Just last Friday, I was in the Access Fund bathroom at Rifle Mountain Park on a rest day when someone rudely (I thought at the time) started banging on the door.
“Just a second!” Wow, they must really have to go I thought.
Instead of a fellow camper desperate for the restroom, I heard a Garfield County Ranger on the other side of the door.
“This is to inform you of a mandatory evacuation from Rifle Mtn. Park due to fire risk. Please evacuate as soon as possible.”
Chris, our friend Ben from Vegas, and I were enjoying a relaxing mid-morning of our rest day when we thought we smelled smoke and then heard the news first-hand.
And so, our projects would have to wait. At first we all kind of thought everyone was over-reacting. How close could the fire really be? Were we really at risk?
Sure enough, we drove a few miles outside the canyon and noticed the huge billows of dark smoke and actual flames heading toward the canyon. I had never seen anything like this. We were so mesmerized by this natural disaster that we hung out for about an hour, and it was terrifying how quickly the fire had spread in that time alone. It was a windy day, and we watched the hot shots ruthlessly try to combat the flames with their tiny planes and seemingly futile attempts of smothering it with retardant as the fire continued to expand.

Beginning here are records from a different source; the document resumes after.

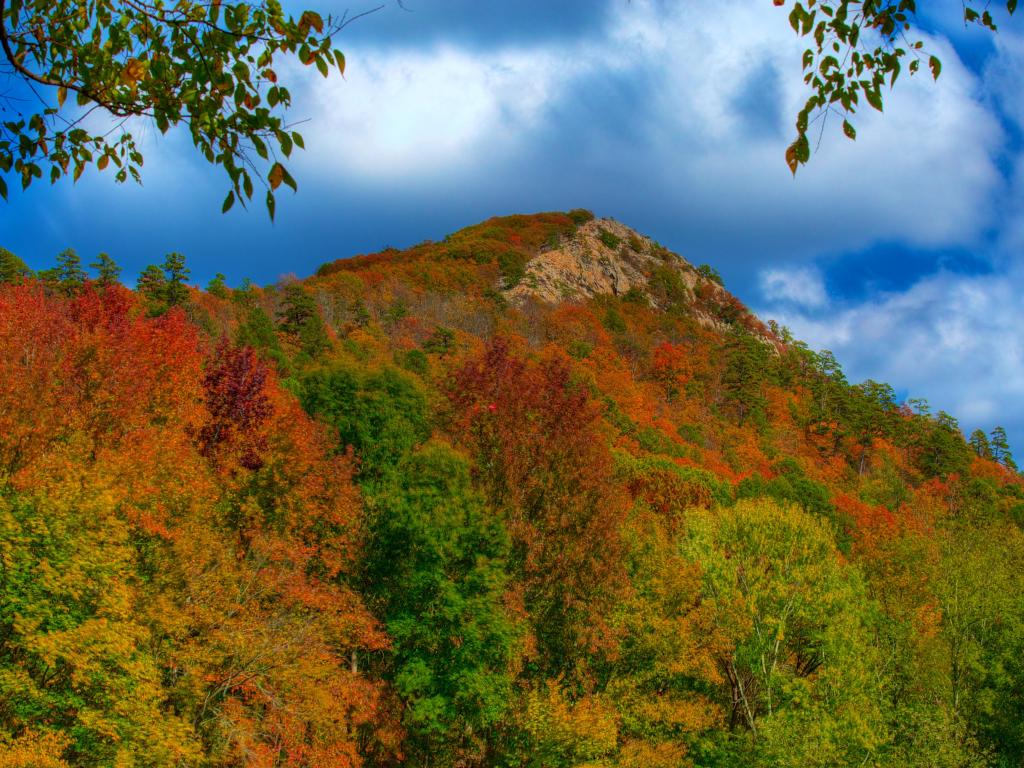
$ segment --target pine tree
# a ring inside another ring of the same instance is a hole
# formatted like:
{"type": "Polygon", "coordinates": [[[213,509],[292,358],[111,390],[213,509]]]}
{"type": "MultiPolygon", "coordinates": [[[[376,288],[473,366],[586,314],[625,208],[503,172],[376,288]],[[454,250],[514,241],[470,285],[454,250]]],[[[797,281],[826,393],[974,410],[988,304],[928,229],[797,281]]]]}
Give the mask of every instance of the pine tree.
{"type": "Polygon", "coordinates": [[[155,264],[150,264],[142,270],[136,283],[136,290],[154,304],[163,304],[166,288],[167,280],[164,278],[164,273],[155,264]]]}
{"type": "Polygon", "coordinates": [[[6,248],[0,248],[0,283],[20,283],[32,275],[24,261],[6,248]]]}
{"type": "Polygon", "coordinates": [[[971,449],[981,458],[992,458],[992,446],[989,445],[988,437],[985,435],[984,431],[980,429],[974,430],[971,432],[971,436],[967,442],[971,446],[971,449]]]}
{"type": "Polygon", "coordinates": [[[218,272],[213,276],[209,285],[206,286],[206,292],[211,296],[216,296],[218,299],[226,299],[228,297],[228,286],[225,282],[227,278],[223,274],[218,272]]]}
{"type": "Polygon", "coordinates": [[[164,301],[174,307],[188,301],[189,270],[185,267],[185,257],[180,253],[169,253],[164,259],[165,274],[164,301]]]}
{"type": "Polygon", "coordinates": [[[330,346],[316,300],[297,283],[284,289],[281,309],[277,313],[277,327],[293,337],[299,348],[310,357],[316,357],[330,346]]]}
{"type": "Polygon", "coordinates": [[[82,259],[74,248],[66,248],[57,254],[57,281],[59,289],[67,296],[78,293],[88,275],[82,269],[82,259]]]}
{"type": "Polygon", "coordinates": [[[989,445],[992,446],[992,458],[998,461],[1007,469],[1017,471],[1017,463],[1010,453],[1010,442],[1006,437],[1006,430],[1002,427],[995,427],[989,435],[989,445]]]}
{"type": "Polygon", "coordinates": [[[121,277],[121,268],[110,258],[110,254],[101,253],[89,266],[96,270],[96,283],[102,288],[115,285],[121,277]]]}

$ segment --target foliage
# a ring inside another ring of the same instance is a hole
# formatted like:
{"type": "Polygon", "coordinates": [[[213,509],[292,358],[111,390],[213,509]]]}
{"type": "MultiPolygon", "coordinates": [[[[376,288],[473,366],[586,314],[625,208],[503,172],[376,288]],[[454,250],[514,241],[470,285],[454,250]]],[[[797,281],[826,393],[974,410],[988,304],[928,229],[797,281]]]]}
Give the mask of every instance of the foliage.
{"type": "MultiPolygon", "coordinates": [[[[786,6],[786,0],[773,0],[786,6]]],[[[795,2],[789,12],[789,24],[809,47],[803,54],[804,83],[811,95],[796,117],[796,140],[786,150],[786,163],[796,174],[811,156],[811,126],[821,121],[821,130],[829,116],[842,120],[842,131],[857,138],[851,122],[862,100],[879,112],[883,108],[884,89],[892,88],[903,71],[915,74],[927,58],[928,71],[938,79],[942,62],[924,50],[924,42],[910,39],[917,20],[915,0],[829,0],[795,2]],[[817,6],[817,7],[815,7],[817,6]]],[[[1017,0],[1007,0],[1007,13],[1013,15],[1017,0]]],[[[989,3],[964,2],[965,25],[976,24],[996,31],[989,3]]]]}
{"type": "Polygon", "coordinates": [[[0,766],[1019,764],[1005,430],[667,252],[495,300],[576,225],[0,284],[0,766]]]}
{"type": "Polygon", "coordinates": [[[443,445],[407,455],[375,495],[366,593],[392,638],[386,677],[419,760],[479,760],[512,693],[508,534],[443,445]]]}
{"type": "Polygon", "coordinates": [[[0,247],[0,283],[16,283],[32,274],[24,261],[0,247]]]}
{"type": "Polygon", "coordinates": [[[314,11],[296,19],[276,0],[0,2],[0,48],[11,77],[43,105],[0,127],[0,197],[7,197],[8,174],[28,187],[44,173],[51,182],[69,174],[77,180],[89,166],[113,165],[117,182],[141,181],[132,120],[142,117],[161,133],[184,125],[196,151],[224,169],[231,186],[225,211],[251,200],[260,180],[273,218],[275,190],[296,187],[278,158],[303,146],[282,115],[291,94],[275,67],[295,56],[325,77],[334,67],[343,73],[331,36],[345,23],[314,11]],[[87,118],[95,111],[112,127],[92,128],[87,118]]]}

Chris and I decided we wanted to spend most of this summer in our favorite semi-local spot, Rifle- the sport climber’s paradise. We had been in Rifle camping for about ten days and had planned on spending a few more days before heading to Boulder for a week. My heart sank at the thought of our beautiful canyon where we have had so many fun times and memories burning to the ground. What would happen to all the climbing routes, bolts, draws, cabins, and campsites? The thought was too hard to imagine.
Luckily, last Sunday afternoon Rifle opened back up and the fire is about 85% contained, and about 480 acres of forest burned. We plan on heading back on Monday to give our projects some more burns. Pun intended.